Rising at a vertical speed of 23 fps, on that 30 degree angle means rising at a ground speed of 43.3 fps and an airspeed (the hypotenuse) of 48 fps or 33 mph. (am I close?) That's a pretty fast initial launch speed, much faster, or so it would appear, than what I'm seeing in the Albatross launch sequence. And much faster than the first second of flight in a pelican or swan, or so it seems. I realize that being shot out of a cannon, so to speak, in the case of pterosaurs, is a different deal than a running start, as in birds. I see in Desmodus " the animal accelerates to a mean take-off velocity of 2.38±0.24ms-1." or translated: 5.32 mph or 7.81 fps. and at that rate experiences "Peak vertical force can reach 9.5 times body weight in approximately 30ms." So if Qsp. is accelerating at roughly 3x Desmodus, does it reach a G factor of nearly 29x? Or am I screwing up the math?

and the time it takes the glenoid to reach its maximum height of 8.33 feet above glenoid liftoff height on a ballistic path is 0.720 seconds -- this gives the animal enough time to perform a complete upstroke and finish the first downstroke as the shoulder reaches its ballistic peak.

Mike mentioned that wing unfolding at the metacarpophalalangeal joint would be delayed somewhat as the manus lifted off the ground to a height great enough to enable this. Even so, some lift was generated by the innner wing. So, shouldn't this delay and less than optimal lift be factored in at the initiation of launch?

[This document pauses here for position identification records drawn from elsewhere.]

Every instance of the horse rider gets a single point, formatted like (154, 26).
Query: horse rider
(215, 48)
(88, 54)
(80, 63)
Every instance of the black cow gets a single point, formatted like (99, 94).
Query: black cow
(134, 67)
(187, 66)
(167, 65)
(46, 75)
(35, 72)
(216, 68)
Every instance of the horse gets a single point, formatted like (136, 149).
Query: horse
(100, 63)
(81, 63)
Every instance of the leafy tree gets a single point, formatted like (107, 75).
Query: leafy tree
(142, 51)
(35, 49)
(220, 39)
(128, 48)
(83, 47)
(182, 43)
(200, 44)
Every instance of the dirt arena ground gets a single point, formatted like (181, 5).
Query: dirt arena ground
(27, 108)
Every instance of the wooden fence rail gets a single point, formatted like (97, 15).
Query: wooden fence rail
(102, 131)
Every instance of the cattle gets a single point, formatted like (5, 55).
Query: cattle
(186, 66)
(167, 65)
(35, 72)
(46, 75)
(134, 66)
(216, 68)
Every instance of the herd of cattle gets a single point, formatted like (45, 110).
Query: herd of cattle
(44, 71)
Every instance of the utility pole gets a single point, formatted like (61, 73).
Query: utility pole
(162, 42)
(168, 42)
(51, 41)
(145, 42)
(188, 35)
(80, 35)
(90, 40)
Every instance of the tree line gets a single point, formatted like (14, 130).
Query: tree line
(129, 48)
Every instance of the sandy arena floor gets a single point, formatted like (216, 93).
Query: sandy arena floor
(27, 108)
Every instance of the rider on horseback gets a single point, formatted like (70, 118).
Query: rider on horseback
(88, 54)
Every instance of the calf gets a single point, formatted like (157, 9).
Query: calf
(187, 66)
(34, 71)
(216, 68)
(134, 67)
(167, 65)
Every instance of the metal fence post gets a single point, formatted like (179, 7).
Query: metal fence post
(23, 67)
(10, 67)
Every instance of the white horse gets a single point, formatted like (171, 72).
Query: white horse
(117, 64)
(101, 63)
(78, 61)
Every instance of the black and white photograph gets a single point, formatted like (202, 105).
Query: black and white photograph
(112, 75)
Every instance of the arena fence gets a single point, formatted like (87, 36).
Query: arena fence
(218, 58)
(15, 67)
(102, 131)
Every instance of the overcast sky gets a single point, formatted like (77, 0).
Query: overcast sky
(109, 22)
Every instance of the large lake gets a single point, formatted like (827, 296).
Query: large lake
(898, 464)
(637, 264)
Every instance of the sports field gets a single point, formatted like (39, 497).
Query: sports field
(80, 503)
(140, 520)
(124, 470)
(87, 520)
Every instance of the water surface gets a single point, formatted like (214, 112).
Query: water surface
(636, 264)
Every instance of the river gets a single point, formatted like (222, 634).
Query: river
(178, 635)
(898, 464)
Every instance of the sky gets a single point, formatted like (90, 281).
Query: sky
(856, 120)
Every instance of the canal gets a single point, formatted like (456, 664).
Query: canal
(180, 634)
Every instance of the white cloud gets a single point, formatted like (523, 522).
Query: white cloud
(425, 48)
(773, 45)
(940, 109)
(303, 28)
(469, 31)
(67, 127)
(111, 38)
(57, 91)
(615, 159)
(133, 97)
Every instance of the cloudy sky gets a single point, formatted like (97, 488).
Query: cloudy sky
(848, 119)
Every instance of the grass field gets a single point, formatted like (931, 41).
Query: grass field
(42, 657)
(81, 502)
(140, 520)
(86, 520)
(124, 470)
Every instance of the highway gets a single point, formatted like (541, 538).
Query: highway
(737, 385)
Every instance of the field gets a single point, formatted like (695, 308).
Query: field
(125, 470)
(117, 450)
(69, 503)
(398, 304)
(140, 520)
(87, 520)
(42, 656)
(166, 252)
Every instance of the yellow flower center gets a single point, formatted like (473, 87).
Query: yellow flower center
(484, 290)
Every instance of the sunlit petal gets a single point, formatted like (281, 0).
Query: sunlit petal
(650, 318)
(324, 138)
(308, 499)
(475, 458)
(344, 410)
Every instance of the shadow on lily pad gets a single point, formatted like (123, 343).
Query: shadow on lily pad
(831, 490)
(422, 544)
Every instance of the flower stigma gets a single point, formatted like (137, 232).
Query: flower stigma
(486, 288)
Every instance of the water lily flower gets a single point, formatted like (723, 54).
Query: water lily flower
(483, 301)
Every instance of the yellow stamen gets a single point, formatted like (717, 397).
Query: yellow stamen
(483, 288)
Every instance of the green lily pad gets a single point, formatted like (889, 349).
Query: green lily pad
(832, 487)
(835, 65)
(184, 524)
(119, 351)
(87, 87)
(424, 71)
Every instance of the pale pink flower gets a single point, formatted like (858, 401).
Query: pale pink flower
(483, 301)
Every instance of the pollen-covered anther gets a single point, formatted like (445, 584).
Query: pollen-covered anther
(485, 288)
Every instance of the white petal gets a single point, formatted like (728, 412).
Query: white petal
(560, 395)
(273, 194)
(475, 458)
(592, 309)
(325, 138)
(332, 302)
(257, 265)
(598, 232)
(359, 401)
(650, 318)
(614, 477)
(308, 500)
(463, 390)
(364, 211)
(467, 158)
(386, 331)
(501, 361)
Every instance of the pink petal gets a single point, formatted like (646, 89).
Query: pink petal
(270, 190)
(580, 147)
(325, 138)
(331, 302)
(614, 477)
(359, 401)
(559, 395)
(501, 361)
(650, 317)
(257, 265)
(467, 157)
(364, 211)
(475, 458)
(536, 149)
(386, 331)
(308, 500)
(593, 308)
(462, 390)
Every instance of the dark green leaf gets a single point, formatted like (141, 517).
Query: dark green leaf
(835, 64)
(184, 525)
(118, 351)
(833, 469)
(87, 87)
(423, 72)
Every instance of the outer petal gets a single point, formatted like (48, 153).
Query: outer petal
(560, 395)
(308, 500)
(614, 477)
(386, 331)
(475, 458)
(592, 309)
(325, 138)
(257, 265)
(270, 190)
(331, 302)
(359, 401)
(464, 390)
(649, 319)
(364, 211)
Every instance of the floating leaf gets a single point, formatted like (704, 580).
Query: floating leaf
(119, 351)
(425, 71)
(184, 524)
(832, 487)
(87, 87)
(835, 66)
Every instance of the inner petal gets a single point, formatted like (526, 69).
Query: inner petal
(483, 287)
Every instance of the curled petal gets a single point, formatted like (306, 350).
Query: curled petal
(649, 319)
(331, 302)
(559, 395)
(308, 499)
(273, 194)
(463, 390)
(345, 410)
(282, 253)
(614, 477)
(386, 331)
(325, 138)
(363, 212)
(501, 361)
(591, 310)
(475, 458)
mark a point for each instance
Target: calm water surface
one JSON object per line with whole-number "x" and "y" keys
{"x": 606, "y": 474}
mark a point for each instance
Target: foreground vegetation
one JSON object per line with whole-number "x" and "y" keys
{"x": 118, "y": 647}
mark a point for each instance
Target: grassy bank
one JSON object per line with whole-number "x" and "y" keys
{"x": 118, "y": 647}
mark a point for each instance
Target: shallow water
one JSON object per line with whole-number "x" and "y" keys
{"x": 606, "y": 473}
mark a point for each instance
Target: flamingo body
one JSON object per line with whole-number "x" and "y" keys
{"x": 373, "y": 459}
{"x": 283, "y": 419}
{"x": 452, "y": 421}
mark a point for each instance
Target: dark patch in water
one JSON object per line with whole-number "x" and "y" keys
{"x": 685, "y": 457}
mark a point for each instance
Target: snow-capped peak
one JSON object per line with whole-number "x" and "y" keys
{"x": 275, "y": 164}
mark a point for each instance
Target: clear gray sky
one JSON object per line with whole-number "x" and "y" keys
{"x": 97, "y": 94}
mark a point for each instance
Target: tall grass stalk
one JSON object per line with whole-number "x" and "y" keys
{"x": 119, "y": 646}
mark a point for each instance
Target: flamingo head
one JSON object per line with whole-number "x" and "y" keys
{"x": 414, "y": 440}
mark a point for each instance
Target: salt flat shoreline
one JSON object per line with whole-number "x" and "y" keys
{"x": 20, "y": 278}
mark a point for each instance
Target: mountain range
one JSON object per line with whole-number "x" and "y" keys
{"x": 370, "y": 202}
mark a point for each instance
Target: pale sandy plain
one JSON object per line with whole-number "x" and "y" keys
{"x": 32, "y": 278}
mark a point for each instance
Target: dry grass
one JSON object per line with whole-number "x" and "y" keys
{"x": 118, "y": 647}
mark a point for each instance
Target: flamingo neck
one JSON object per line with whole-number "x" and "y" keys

As I mentioned above, at that point in time the glenoid has risen to a point 8.33 feet higher than it was when the manus lifted off, and the WINGTIP at the BOTTOM of the first downstroke is 8.33-2.10 = 6.23 feet HIGHER than the GLENOID was at the time of manus liftoff.

And therein lies the problem, because the wing at lift-off starts 80º BELOW the bottom of your downstroke. Maximum lift does not occur until the wings are fully deployed, so this initial launch has trajectory that begins to fade (like all ballistics) immediately after launch and must employ the first downstroke before reaching that critical wingtip strike height. The question is... will it?

The major questions I would have at this point is 1) why such a small amplitude wingstroke at take-off? 2) is the G-force at launch similar to what you calculated? and finally 3) does this work with a pterosaur with roughly a 3x longer wing. It would work, I suppose, with a 22º wingstroke, but is that close to reality? Or just a fudge factor to make sure the wingtips don't strike?

Thanks 4 the input. We'll nail this down shortly I think.

David Peters

Which makes it obvious that the wingtip is never in danger of whacking the ground during a normal launch. Most other pterosaurs will show similar trends..

----- Original Message ----- From: "David Peters" <davidpeters@att.net

All I want now is minimum flight speed and apogee as a multiple of the unit specified by CG height at the beginning of the leap. Been gone all day. No reply, so far, to those queries.